Unternehmen

Verband: „Dem Mittelstand wird beim Lieferkettengesetz zu viel Last auferlegt“

Lesezeit: 3 min
26.01.2023 09:51  Aktualisiert: 26.01.2023 09:51
Seit Jahresbeginn gilt das neue Lieferkettengesetz. Im Gespräch mit DWN erklärt der Deutsche Mittelstands-Bund, wie das Gesetz den Mittelstand belastet und worauf man als Unternehmen bei der Umsetzung der Vorgabe achten muss.

Mehr zum Thema:  
Benachrichtigung über neue Artikel:  

Mit Beginn des Jahres wurde das neue Lieferkettengesetz eingeführt. Verbände und Industrie sehen das neue Gesetz mit gemischten Gefühlen. An einigen Punkten gibt es noch Lücken. Gegenüber DWN verdeutlicht der Deutsche Mittelstands-Bund (DMB), was er vom neuen Gesetz hält und was den Unternehmen bei der Umsetzung zu empfehlen ist.
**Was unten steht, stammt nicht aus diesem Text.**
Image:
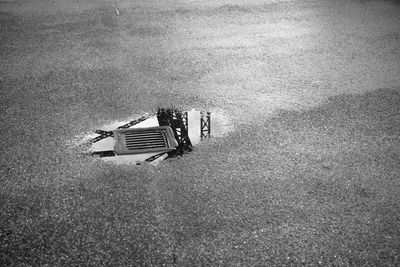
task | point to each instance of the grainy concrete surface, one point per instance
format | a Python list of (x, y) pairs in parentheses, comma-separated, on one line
[(309, 176)]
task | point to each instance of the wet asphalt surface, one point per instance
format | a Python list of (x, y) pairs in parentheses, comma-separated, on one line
[(308, 176)]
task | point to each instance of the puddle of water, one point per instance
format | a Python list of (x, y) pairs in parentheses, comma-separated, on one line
[(220, 125)]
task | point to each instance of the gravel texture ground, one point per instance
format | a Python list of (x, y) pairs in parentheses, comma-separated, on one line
[(310, 175)]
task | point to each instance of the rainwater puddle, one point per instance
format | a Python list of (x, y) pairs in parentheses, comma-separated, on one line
[(196, 124)]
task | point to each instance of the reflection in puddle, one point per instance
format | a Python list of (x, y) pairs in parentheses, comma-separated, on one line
[(197, 124)]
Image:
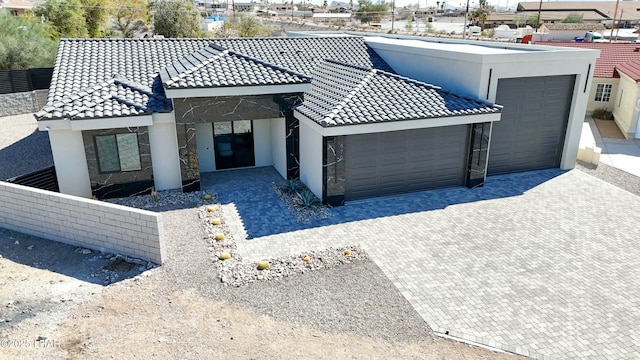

DMB würde eine Zwischenbilanz der Regierung begrüßen

Wie Matthias Bianchi, Leiter Public Affairs beim DMB erklärt, betrifft das Lieferkettengesetz (LkSG) kleine und mittlere Unternehmen (KMU) noch nicht unmittelbar. Das läge an der Tatsache, dass das Gesetz sich zunächst nur direkt an Betriebe mit mehr als 3.000 Angestellten richte. Durch Prüfungs- und Informationspflichten gegenüber größeren Unternehmern seien jedoch kleine Zulieferer und andere stark in internationale Lieferketten eingebundene KMU aktuell schon erheblich betroffen. Das bedeute in erster Linie einen deutlichen Zuwachs an Bürokratie. Hinzu kämen noch negative Wettbewerbseffekte gegenüber Unternehmen außerhalb der EU, die ihre Lieferketten nicht im gleichen Umfang dokumentieren müssten.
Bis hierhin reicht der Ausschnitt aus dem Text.